Sommige elementen van Adorno’s analyses zijn door de tijd ingehaald. Zo meende hij dat de opkomst van de NPD, De Nationaldemokratische Partei Deutschlands, mede werd veroorzaakt door angst voor het Oostblok, en dat de Duitsers nooit echt hebben gebroken met de ‘identificatie’ met het fascisme, terwijl dat in Italië zo prachtig gelukt zou zijn. Ook zag hij ‘anti-Amerikanisme’ als een belangrijke voedingsbodem voor rechts-radicale gevoelens en hij meende dat de EEG, de voorloper van de Europese Unie, een list was van het kapitaal om de broodnodige collectivisering van de Duitse landbouw tegen te houden. Hij blijkt een broertje dood gehad te hebben aan het Franse ‘existentialisme’, dat mij zo aanspreekt. Het zou het intellectuele klimaat volgens hem hebben vergiftigd en zo de weg vrij gemaakt hebben naar rechts-radicale aanvallen op echte ‘dragers van de geest’, en naar anti-intellectualisme. Jean-Paul Sartre moet ervan hebben opgekeken.

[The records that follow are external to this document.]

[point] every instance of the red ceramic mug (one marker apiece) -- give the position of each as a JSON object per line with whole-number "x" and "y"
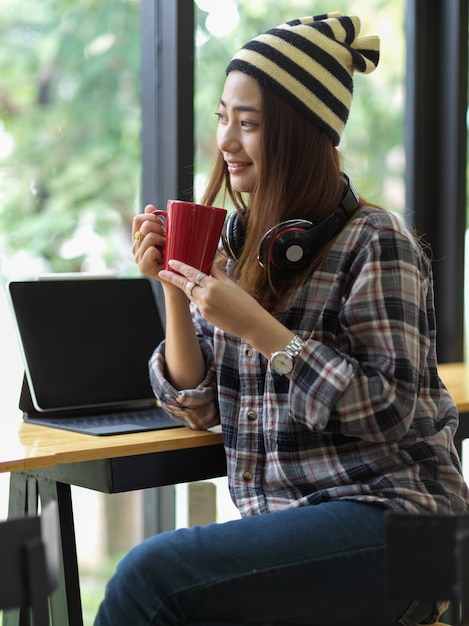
{"x": 192, "y": 233}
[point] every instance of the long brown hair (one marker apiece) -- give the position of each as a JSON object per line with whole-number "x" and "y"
{"x": 300, "y": 177}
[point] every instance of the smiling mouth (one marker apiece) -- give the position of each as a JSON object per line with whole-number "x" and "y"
{"x": 234, "y": 167}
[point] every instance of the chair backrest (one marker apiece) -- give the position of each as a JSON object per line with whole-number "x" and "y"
{"x": 29, "y": 562}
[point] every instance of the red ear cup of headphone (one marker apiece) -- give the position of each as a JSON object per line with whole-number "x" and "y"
{"x": 287, "y": 246}
{"x": 291, "y": 245}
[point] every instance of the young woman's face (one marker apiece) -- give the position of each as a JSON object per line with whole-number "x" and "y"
{"x": 239, "y": 132}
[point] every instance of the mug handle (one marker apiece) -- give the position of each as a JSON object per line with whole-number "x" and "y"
{"x": 163, "y": 214}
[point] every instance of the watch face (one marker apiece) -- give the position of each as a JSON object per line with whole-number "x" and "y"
{"x": 281, "y": 363}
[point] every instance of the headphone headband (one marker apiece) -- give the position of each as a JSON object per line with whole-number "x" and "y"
{"x": 289, "y": 245}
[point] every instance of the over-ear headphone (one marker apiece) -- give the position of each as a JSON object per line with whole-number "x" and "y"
{"x": 289, "y": 245}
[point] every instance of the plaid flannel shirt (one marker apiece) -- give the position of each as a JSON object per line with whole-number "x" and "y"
{"x": 365, "y": 416}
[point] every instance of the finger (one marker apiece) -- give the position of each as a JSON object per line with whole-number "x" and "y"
{"x": 186, "y": 270}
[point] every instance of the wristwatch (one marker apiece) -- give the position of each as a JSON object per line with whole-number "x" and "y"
{"x": 282, "y": 361}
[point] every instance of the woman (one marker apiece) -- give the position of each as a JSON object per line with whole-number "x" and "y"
{"x": 313, "y": 346}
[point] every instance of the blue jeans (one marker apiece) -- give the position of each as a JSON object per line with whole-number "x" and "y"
{"x": 319, "y": 565}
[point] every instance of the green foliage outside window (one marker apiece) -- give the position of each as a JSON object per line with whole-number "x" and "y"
{"x": 70, "y": 119}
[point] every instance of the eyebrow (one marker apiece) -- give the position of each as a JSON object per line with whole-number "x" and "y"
{"x": 241, "y": 107}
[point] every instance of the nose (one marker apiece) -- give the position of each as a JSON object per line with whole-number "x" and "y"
{"x": 227, "y": 138}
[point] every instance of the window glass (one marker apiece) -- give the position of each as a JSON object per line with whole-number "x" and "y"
{"x": 70, "y": 172}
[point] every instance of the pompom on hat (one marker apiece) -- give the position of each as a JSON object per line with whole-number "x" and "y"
{"x": 310, "y": 63}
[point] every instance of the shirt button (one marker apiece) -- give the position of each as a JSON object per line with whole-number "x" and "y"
{"x": 252, "y": 416}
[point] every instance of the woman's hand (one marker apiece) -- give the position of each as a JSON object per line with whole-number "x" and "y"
{"x": 229, "y": 307}
{"x": 148, "y": 236}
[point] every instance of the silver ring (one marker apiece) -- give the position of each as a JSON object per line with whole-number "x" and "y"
{"x": 200, "y": 277}
{"x": 188, "y": 287}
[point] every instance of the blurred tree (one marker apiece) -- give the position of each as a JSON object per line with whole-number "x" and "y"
{"x": 70, "y": 117}
{"x": 69, "y": 127}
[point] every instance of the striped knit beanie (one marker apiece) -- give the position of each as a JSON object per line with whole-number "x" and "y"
{"x": 310, "y": 62}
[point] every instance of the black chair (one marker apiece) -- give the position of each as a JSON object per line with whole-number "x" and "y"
{"x": 428, "y": 559}
{"x": 29, "y": 563}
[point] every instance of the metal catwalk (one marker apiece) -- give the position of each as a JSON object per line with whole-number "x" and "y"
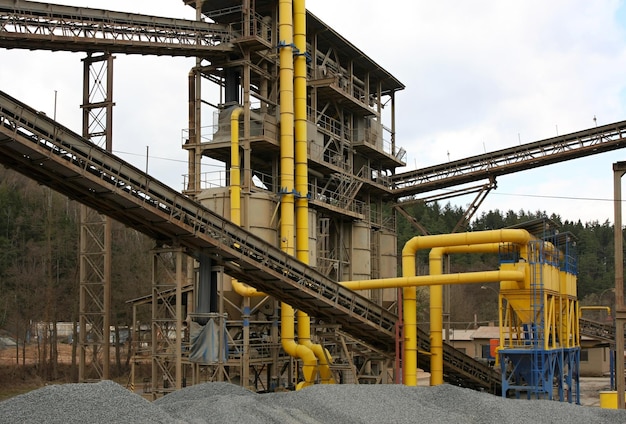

Hoewel de gedachte dat de Europese Unie een list is, mij wel aanspreekt. Ik zou zeggen: zich ontwikkeld heeft tot een list alsof de keuze bestaat uit
of géén enkele samenwerking (of zelfs oorlog)
of een onderlinge samenwerking zoals de aandeelhouders van multinationals, grootbanken en andere grootbedrijven die graag ingevuld zien (met voor de bühne wat ‘linkse’ regelgeving).

Verrassend veel van Adorno’s ideeën laat zich echter nog steeds lezen als commentaar op onze huidige wereld. Zo signaleerde hij dat de rechts-radicalen weliswaar de mond vol hebben van ‘de natie’, maar donders goed weten dat het nationalistische repertoire anachronistisch en versleten is. Adorno wees ook op het door rechts-radicalen met graagte opgeroepen beeld van een soort eindtijd van ‘sociale catastrofe’. Typerend voor rechts-radicalisme was volgens Adorno verder de pretentie dat men spreekt uit naam van een grote aanhang, zo niet namens iedereen, terwijl het in werkelijkheid gaat om een minderheid, of zelfs een verzameling ‘Einzelgänger’, eenlingen. Het rechts-radicalisme, meende Adorno, is geen richting met een werkelijk maatschappelijk programma, maar slechts ‘geniale propaganda’. Zo is er de gewoonte om suggestief te refereren aan ‘dingen die je niet mag zeggen’. Voor de ‘goede verstaander’ is dan bijvoorbeeld duidelijk dat de spreker vindt dat de jodenvervolging onder Hitler sterk wordt overdreven. Adorno heeft vanwege zijn katholieke vader, die van Joodse origine was, onder Hitler de wijk moeten nemen, nadat werken hem onmogelijk gemaakt was. In het verlengde daarvan ligt de gedachte bij rechts-radicalisten dat Duitsland moet ophouden steeds maar excuses aan te bieden voor het verleden en zich daarvoor te schamen. Dit is een wens die de AfD met de NPD gemeen heeft. Wat verder als hedendaagse kritiek op rechts-radicalisme op gaat: met feiten staat het volgens Adorno op gespannen voet. De beweging streeft naar wat hij ‘konkretisme’ noemde: een alternatief geheel van verzonnen, oncontroleerbare stellingen, die als feiten gepresenteerd worden. Het heeft daarom volgens hem weinig zin om het rechts-radicalisme met feitelijke argumenten te bestrijden, en ook moraliseren is vruchteloos, meende hij. Je zou de rechts-radicaal hoogstens kunnen bereiken door hem op zijn concrete belangen te wijzen. Daar zouden we wellicht nog steeds van kunnen leren.